Comme toujours fixé à son poignet, le boîtier de communication la gardant en lien constant avec Vee venait de vibrer et afficha le message habituel : « Petit Prince a pris sa douche avant de sortir. Il a son transpondeur avec lui, maman veille au grain. Courage pour Kulo. ». Elle n'eut pas le temps de se décider à répondre à Vee avant qu'une voix rauque ne résonne dans la cour où les employés finissaient de prendre leur pause.
- Trente secondes inter-galactiques, c'est pas trente-cinq, c'est pas trente-sept, c'est trente ! Au boulot, bande de bons à rien intersidéraux, sinon je vous sucre la pause de demain ! T'Lea, avec moi, j'ai pas toute la journée !
T'Lea rapprocha subrepticement le bracelet de sa bouche et chuchota.
- Souhaite plutôt bon courage à mon idiot de frère. Quand je rentre, je lui arrache sa moustache ridicule poil par poil.
Dans son fauteuil en lévitation au dessus des marches de l'entrée, Kulo toussa grassement et longuement puis regarda T'Lea s'approcher avec un air carnassier sur le visage. Son ton fut toutefois beaucoup plus bienveillant quand il rouvrit la bouche après que les autres employés aient regagné leur poste sous son regard perçant. Cet homme, qui devait à l'origine bien mesurer deux têtes de plus que T'Lea et faire deux fois sa largeur, était aujourd'hui réduit à l'état de patchwork vivant. L'exposition aux rayonnements bien trop importants qu'il avait subi durant sa carrière dans l'exploitation illégale des ELUD lui avaient coûté ses deux jambes, un œil et un bras. Il lui était impossible de se déplacer autrement que sur son fauteuil. Mais si l'homme était physiquement plus qu’amoindri, ce corps en lambeaux renfermait un esprit vif, rugueux, et riche d'une expérience sur tout le continent qui faisait de lui un des meilleurs stratèges politiques de la ville. L'Ordre des Sages de Greyhall faisait souvent appel à lui pour trancher des questions économiques ou de production tant au niveau de l'échelle de la Cité que de l'Inter-Cité. Ses multiples cicatrices, ses râles d'homme à l'agonie lors de ses quintes de toux, ses prothèses bio-mécaniques et l'attirail médical continuellement branché à diverses parties de son corps en faisait un personnage menaçant et craint. Mais pas par Gwenan. Depuis que cet idiot avait compris qu'il pouvait se mettre Kulo dans la poche en lui faisant miroiter des prothèses aussi performantes que celle qu'il avait fait de ses mains pour Sköhl, Gwenan se permettait des écarts de langage et de comportement qui n'aillaient pas tarder à lui causer des problèmes. Si sa sœur n'était pas là pour attiser l'appétit avare de Kulo avec de nouveaux travaux sur l'optimisation de l'Anima, cette brute épaisse aurait déjà fait jeter le jeune homme dans le compacteur à déchets sur une mauvaise blague irrévérente.

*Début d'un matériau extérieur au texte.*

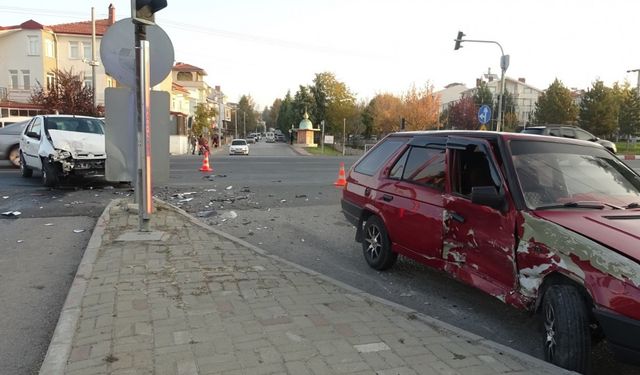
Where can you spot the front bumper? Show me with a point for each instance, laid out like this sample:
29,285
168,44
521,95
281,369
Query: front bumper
623,334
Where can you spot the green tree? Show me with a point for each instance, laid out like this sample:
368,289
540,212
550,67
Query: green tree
629,116
68,95
203,120
555,105
599,110
247,115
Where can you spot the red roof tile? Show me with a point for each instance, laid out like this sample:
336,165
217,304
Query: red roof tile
182,67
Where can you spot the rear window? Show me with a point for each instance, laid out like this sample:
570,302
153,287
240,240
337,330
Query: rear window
74,124
375,158
533,131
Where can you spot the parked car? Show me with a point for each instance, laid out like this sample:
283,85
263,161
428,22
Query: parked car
62,146
239,146
545,224
573,132
10,142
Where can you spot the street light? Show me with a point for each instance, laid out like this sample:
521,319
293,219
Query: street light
636,71
504,64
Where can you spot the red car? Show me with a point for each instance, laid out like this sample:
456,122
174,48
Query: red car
546,224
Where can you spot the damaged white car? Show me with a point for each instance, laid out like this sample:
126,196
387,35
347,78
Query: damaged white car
61,146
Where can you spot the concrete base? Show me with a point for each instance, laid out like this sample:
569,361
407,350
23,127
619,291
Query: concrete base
142,236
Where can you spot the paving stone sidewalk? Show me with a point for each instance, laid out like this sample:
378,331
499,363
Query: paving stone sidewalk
199,301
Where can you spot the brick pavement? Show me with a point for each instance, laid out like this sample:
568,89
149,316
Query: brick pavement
202,302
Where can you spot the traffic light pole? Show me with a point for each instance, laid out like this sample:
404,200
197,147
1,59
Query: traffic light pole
143,180
504,64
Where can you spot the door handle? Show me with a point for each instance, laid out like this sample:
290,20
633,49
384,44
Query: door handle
456,216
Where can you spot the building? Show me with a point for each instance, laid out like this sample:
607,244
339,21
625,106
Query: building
30,52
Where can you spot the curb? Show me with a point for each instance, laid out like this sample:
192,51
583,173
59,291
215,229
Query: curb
435,323
55,361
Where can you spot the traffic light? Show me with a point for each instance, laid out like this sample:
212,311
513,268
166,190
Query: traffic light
145,10
458,41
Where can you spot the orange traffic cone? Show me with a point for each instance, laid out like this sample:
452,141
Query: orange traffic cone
205,163
341,181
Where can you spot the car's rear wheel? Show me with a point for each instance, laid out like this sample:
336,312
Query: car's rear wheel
25,171
567,337
14,156
376,246
49,174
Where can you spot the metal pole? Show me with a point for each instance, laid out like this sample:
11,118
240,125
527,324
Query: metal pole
93,57
499,124
143,181
344,135
236,119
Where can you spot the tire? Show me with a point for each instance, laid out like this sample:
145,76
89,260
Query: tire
14,156
376,246
25,171
49,174
567,336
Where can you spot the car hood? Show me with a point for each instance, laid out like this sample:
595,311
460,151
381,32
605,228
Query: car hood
79,144
615,229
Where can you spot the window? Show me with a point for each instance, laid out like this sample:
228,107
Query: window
425,166
26,79
86,51
51,81
48,48
377,156
33,45
74,52
13,75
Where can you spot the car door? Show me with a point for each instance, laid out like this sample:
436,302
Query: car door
412,197
30,143
478,241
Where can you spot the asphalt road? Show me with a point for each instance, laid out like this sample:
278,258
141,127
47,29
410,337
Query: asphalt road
273,198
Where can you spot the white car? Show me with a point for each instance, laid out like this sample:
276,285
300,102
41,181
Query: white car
61,146
239,147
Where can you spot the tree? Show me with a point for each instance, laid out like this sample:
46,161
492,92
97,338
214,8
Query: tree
463,114
420,108
68,95
629,116
247,116
555,105
386,113
203,119
599,110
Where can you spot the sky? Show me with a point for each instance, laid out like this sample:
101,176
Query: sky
265,48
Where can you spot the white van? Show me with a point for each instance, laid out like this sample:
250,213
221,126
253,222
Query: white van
271,137
4,121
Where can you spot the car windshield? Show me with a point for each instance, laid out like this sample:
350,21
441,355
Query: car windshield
563,175
75,124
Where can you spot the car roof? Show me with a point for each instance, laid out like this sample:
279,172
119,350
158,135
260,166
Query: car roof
494,136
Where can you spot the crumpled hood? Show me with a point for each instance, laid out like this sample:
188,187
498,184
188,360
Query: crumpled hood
80,145
619,230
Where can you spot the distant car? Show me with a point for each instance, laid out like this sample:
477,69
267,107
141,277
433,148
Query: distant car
239,147
62,146
568,131
10,142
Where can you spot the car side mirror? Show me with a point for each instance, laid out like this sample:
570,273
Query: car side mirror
489,196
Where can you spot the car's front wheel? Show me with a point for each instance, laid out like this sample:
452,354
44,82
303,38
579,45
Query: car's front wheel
567,336
14,156
376,246
25,171
49,174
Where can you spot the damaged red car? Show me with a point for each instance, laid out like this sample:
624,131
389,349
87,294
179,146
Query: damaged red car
546,224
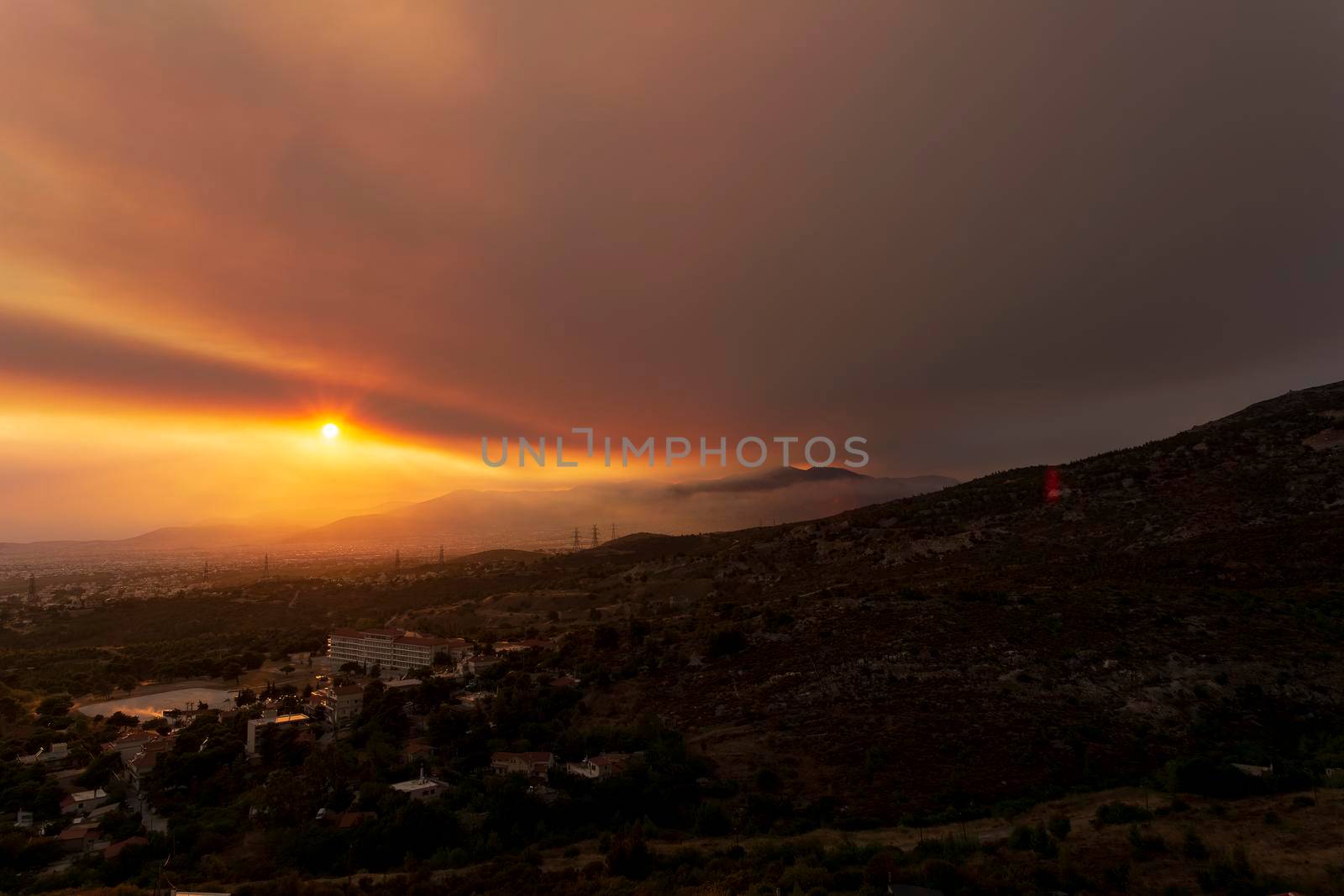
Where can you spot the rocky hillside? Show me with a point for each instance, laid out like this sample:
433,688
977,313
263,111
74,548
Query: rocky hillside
1030,629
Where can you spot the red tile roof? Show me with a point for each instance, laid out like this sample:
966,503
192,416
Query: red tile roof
114,849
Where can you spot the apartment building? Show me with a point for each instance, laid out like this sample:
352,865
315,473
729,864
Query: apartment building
386,647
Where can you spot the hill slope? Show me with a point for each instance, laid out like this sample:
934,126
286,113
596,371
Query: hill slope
1000,637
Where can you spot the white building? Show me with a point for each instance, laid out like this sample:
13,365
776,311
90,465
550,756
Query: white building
293,720
421,788
343,703
386,647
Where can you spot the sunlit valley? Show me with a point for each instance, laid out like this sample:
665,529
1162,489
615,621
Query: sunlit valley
703,449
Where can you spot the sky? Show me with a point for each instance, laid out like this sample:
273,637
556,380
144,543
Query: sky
979,235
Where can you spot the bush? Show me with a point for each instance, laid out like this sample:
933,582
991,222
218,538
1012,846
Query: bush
1194,846
727,641
1059,826
629,856
1146,846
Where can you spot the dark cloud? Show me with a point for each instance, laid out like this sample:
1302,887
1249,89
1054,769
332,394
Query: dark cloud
979,235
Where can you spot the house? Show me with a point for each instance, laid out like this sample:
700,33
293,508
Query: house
144,762
78,839
534,765
528,644
417,750
454,649
276,723
421,788
120,846
476,665
600,766
386,647
53,757
347,820
81,801
1256,772
131,741
342,703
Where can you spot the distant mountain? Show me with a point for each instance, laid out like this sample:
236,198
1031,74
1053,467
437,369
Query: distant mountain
737,501
533,517
1035,629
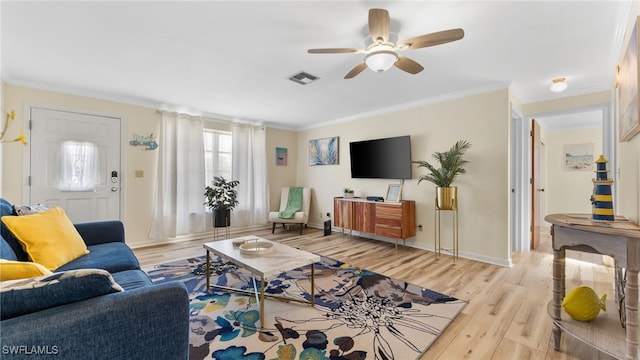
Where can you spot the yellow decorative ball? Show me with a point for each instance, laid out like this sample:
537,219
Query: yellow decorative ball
583,304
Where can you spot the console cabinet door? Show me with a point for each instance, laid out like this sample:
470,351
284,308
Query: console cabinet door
365,221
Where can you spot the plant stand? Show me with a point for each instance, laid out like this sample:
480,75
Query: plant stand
437,244
221,219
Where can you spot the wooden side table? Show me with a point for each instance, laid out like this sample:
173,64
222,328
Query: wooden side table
619,239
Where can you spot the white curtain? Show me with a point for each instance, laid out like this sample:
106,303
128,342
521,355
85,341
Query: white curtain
178,208
78,166
250,168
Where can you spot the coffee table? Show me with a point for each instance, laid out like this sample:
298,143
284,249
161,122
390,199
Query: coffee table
278,259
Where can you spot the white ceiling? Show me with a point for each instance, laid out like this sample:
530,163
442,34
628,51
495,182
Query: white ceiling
232,59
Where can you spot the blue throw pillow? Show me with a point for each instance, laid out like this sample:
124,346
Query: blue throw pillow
20,297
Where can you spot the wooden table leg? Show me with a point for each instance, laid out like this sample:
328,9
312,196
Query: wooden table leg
207,269
558,293
631,309
262,302
313,286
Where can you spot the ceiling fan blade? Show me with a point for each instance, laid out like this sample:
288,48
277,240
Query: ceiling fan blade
436,38
335,51
356,70
379,25
408,65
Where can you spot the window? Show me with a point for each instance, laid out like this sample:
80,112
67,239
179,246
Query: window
217,154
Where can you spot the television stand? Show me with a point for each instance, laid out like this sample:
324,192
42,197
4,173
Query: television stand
395,220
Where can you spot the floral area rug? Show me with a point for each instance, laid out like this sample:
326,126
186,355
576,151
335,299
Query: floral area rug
358,314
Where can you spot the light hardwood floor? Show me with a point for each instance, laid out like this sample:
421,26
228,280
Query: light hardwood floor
506,317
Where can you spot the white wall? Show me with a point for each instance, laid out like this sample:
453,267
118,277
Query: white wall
569,191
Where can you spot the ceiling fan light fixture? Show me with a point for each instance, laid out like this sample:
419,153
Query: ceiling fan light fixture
381,61
558,85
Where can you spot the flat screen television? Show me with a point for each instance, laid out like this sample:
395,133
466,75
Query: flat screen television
388,158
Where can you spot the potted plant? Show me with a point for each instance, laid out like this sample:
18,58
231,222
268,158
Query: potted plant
221,198
451,164
348,193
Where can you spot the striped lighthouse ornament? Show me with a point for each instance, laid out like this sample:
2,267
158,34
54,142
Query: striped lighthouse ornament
602,200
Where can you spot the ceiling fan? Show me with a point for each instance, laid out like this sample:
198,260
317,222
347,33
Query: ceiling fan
382,52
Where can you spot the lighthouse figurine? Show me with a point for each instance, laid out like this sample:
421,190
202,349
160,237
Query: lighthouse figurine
602,200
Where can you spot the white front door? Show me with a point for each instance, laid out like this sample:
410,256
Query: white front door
75,163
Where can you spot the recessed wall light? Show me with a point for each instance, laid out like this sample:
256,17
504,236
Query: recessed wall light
558,84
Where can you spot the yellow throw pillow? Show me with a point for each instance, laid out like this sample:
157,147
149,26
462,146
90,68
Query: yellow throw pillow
49,237
14,270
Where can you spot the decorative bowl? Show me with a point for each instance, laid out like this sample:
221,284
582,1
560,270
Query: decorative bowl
256,248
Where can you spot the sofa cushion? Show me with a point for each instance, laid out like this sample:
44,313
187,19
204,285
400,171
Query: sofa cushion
113,257
14,270
48,237
20,297
132,279
6,209
21,210
6,251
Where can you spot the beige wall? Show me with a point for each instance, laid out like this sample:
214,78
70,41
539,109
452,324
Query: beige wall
568,190
628,159
483,191
281,175
138,193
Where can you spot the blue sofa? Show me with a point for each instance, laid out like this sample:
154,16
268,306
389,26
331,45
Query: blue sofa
145,321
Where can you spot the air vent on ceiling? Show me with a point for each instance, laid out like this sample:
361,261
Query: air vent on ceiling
303,78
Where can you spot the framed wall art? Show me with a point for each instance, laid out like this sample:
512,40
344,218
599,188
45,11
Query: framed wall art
394,193
282,155
323,151
578,157
627,79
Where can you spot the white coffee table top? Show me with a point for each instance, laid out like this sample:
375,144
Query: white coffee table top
270,264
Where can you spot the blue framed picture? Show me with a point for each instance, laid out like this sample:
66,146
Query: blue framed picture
281,156
323,151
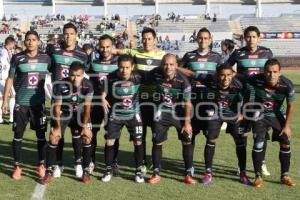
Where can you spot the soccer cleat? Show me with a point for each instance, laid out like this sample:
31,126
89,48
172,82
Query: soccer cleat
91,168
41,170
155,178
107,176
57,171
78,171
189,180
86,177
207,178
47,178
286,180
17,173
244,179
144,169
139,177
258,182
115,170
264,170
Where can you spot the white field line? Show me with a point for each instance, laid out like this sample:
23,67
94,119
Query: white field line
38,193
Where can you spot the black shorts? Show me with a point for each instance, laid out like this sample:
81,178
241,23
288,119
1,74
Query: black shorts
147,112
261,127
133,125
97,117
73,121
36,115
214,128
162,125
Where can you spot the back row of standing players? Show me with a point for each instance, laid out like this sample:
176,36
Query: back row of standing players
68,62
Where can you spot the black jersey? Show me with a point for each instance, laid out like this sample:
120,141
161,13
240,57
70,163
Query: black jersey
98,71
72,98
29,77
228,101
62,59
272,98
250,63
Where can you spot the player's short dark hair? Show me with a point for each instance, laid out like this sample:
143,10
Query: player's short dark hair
224,66
228,43
251,28
149,30
204,30
272,62
9,39
69,25
106,37
32,33
163,60
76,65
125,58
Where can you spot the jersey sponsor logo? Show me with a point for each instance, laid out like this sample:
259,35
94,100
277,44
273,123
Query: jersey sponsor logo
168,100
68,54
33,80
127,101
253,56
125,90
253,71
269,105
64,72
126,84
269,90
22,59
32,61
149,62
102,76
167,85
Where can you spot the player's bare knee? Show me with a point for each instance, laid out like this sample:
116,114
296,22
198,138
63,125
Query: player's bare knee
137,142
186,143
54,139
258,146
213,141
285,146
86,139
110,142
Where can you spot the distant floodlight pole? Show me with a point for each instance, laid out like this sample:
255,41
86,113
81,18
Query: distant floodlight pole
207,8
53,7
156,7
105,8
1,9
258,9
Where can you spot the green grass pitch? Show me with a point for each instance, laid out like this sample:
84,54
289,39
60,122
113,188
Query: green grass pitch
225,182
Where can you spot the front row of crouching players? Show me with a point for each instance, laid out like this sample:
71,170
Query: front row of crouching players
120,99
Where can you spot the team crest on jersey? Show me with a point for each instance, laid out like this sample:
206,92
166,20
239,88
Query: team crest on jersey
67,54
74,98
33,80
149,62
253,56
64,73
253,62
125,90
102,76
202,60
32,61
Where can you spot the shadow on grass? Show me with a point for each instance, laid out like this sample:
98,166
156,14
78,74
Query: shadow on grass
171,168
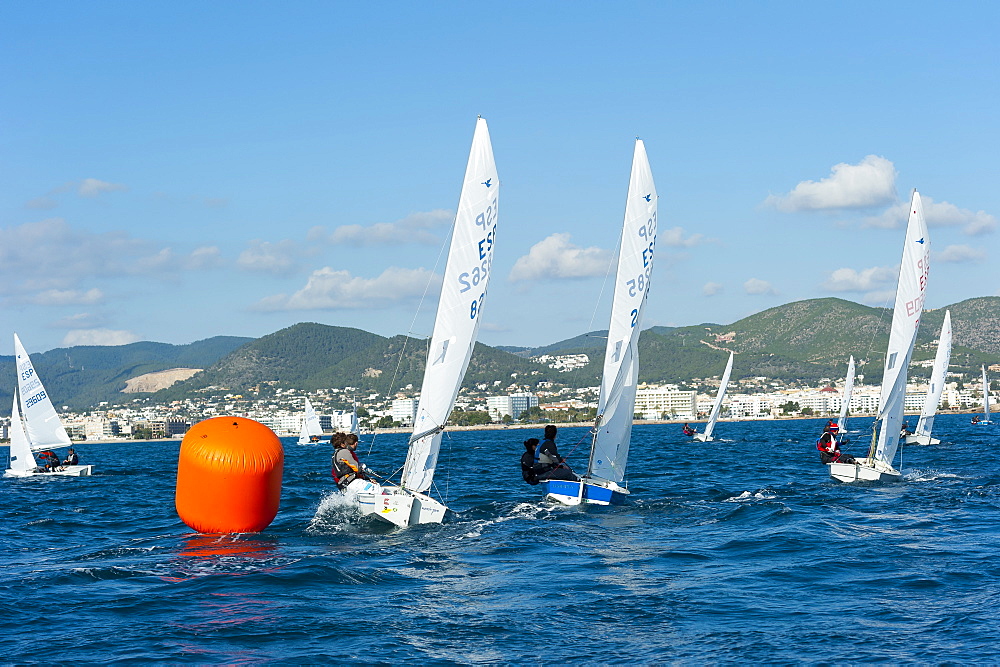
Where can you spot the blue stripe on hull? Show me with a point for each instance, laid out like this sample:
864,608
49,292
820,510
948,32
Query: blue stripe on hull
592,493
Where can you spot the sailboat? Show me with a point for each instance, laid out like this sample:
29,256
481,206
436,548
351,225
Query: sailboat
311,430
909,305
922,433
985,421
845,402
34,424
470,261
706,435
603,482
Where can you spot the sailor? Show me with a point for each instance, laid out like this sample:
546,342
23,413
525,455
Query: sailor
551,465
346,466
529,469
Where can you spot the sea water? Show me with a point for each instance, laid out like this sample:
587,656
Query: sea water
737,550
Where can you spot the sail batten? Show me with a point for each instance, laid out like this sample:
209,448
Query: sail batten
907,309
463,291
616,404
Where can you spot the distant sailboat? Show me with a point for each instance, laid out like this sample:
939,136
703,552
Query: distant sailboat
922,433
985,421
910,292
603,482
845,402
311,429
706,436
470,260
35,426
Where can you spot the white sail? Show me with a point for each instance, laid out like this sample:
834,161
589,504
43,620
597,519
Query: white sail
717,406
845,401
41,423
310,425
463,291
616,405
21,458
986,396
941,360
909,305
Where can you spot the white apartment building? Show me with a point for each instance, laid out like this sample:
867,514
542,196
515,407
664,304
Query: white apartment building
655,402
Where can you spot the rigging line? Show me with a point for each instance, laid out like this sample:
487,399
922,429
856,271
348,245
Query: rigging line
413,322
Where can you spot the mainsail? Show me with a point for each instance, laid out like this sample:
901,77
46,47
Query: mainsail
310,425
41,423
616,405
717,406
941,360
909,305
470,262
845,401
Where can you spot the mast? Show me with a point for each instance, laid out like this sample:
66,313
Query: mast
910,293
467,273
616,404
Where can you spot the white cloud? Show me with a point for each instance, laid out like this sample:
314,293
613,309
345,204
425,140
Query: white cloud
414,228
55,297
757,286
871,182
711,289
99,337
960,253
936,214
91,187
849,280
556,257
675,237
329,289
281,258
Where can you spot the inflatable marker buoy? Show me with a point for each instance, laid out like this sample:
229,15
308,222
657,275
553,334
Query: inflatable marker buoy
229,476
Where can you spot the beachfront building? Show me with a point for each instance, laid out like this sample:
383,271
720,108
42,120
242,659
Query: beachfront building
662,402
512,404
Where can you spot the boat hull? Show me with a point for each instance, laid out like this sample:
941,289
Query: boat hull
584,492
865,470
66,471
392,504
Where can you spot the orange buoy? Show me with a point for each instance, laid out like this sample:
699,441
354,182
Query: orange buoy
229,476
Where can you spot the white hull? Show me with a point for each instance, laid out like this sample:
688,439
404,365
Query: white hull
64,471
865,470
392,504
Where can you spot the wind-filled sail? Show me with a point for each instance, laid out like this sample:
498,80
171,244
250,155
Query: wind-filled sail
616,405
41,423
21,458
310,425
470,262
717,406
845,402
941,360
906,312
986,396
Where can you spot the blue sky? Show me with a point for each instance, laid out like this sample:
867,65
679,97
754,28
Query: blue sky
175,171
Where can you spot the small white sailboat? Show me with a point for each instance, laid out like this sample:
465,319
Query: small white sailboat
985,421
604,481
922,433
706,435
470,260
311,430
909,305
845,402
35,426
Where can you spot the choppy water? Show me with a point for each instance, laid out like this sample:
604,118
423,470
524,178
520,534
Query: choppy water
741,550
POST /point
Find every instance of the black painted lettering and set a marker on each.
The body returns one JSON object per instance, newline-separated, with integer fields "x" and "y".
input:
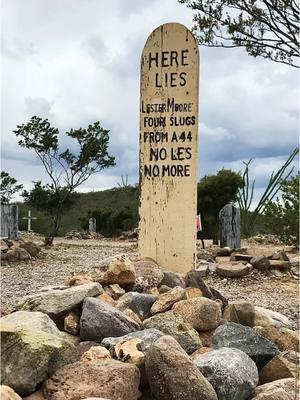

- T'as tout ce qui te faut ? demanda Kulo en renâclant bruyamment.
T'Lea fit le clair dans sa tête en un instant. Elle se redressa imperceptiblement et pris un ton sûr.
- Oui, allons-y.
- Bien. J'ai hâte de voir cette nouvelle version. Où on en est déjà ? C'est n'importe quoi ces histoires de chiffres et de lettres, y a que vous pour y comprendre quoi que ce soit.
- Anima P.1.0.
- Qu'est-ce que je disais. Aller, on monte.
Il lança un crachat répugnant au travers de la cour et son fauteuil fit demi-tour sur lui-même pour s'enfoncer dans la pénombre du bâtiment. T'Lea adressa un dernier signe de main à ses collègues au détour du couloir et le suivit.